A Vestas wind turbine photographed in Denmark. The company said on Tuesday it would launch a wind turbine tower on land with a core height of 199 metres.
Jonas Walzberg | Alliance of the image | Getty Images
Danish company Vestas said on Tuesday it was launching an onshore wind turbine tower with a core height of 199 meters (just under 653 feet), in the latest example of how the sector is increasingly turning to structures big.
In a statement, the Aarhus-based company described it as “currently the world’s tallest land-based wind turbine tower”.
Vestas said the launch was being carried out in cooperation with German company Max Bögl.
Vestas said the tower’s height would make it “possible to harvest stronger and more consistent wind” and increase a turbine’s electricity output.
“Especially for projects in Central Europe that are generally restricted in the available planning space, this makes an important contribution to maximizing the production of green electricity,” he added.
The tower has been designed to be used by Vestas’ V172-7.2MW turbine. The idea is to use it in Germany and Austria. The facilities will be offered in 2025.
The tower uses both concrete and steel, combining what Vestas called “proprietary technologies” of itself and Max Bögl.
Towers are important components of a wind turbine, with crucial equipment including the nacelle and the blades resting on it. The US Department of Energy defines the hub height of a turbine as “the distance from the ground to the middle of the turbine rotor.”
The DOE adds that the core height for utility-scale land-based turbines “has increased by 66% since 1998-1999, to about 94 meters (308 feet) by 2021.” It is about the same height as the Statue of Liberty.

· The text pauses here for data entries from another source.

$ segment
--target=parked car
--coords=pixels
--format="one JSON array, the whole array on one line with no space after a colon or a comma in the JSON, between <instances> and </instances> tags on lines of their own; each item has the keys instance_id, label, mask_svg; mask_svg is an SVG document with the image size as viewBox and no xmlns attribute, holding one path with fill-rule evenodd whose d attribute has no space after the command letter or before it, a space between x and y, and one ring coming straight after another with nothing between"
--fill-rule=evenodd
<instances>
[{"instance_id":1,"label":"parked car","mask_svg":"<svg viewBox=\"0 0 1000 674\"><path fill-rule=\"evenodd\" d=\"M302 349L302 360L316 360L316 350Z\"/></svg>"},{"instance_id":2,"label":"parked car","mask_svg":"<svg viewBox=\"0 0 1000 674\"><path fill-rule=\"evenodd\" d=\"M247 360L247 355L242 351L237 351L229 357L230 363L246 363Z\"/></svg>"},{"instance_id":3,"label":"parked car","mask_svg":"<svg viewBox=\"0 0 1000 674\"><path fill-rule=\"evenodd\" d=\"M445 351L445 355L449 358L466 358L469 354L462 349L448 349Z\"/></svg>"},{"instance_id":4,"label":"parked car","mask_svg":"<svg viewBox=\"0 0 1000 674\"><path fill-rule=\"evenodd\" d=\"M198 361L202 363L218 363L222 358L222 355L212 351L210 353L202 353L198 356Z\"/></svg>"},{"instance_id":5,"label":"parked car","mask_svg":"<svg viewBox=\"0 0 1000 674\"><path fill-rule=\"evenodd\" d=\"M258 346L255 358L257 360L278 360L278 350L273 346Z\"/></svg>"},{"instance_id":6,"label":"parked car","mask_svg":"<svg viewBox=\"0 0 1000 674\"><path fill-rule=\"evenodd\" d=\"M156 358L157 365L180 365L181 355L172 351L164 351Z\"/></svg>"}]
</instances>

At 199 meters, the height of Vestas’ core would be significantly higher.
The growing size of wind turbines has raised concerns about whether port infrastructure, highways and ships used to install turbines at sea can cope. Despite this, the era of “oversized” turbines is fast approaching.
Alongside the onshore sector, offshore turbines have also grown in size in recent years. GE Renewable Energy’s Haliade-X offshore turbine, for example, has a height of up to 260 meters and blades measuring 107 meters.
A number of large offshore wind energy projects have taken shape in recent years. In early September, Danish energy firm Orsted said the “world’s largest offshore wind farm” was fully operational.
Looking ahead, the White House also announced this month that it was targeting 15 gigawatts of floating offshore wind capacity by 2035.
“The Biden-Harris Administration is launching coordinated actions to develop new floating offshore wind platforms, an emerging clean energy technology that will help the United States lead in offshore wind,” in a statement, which was also released by the US Department of the Interior. said
The announcement said the 15 GW target would provide enough clean energy to power more than 5 million homes. It builds on the administration’s goal of reaching 30 GW of offshore wind capacity by 2030, an existing ambition that will be met primarily by offshore wind installations.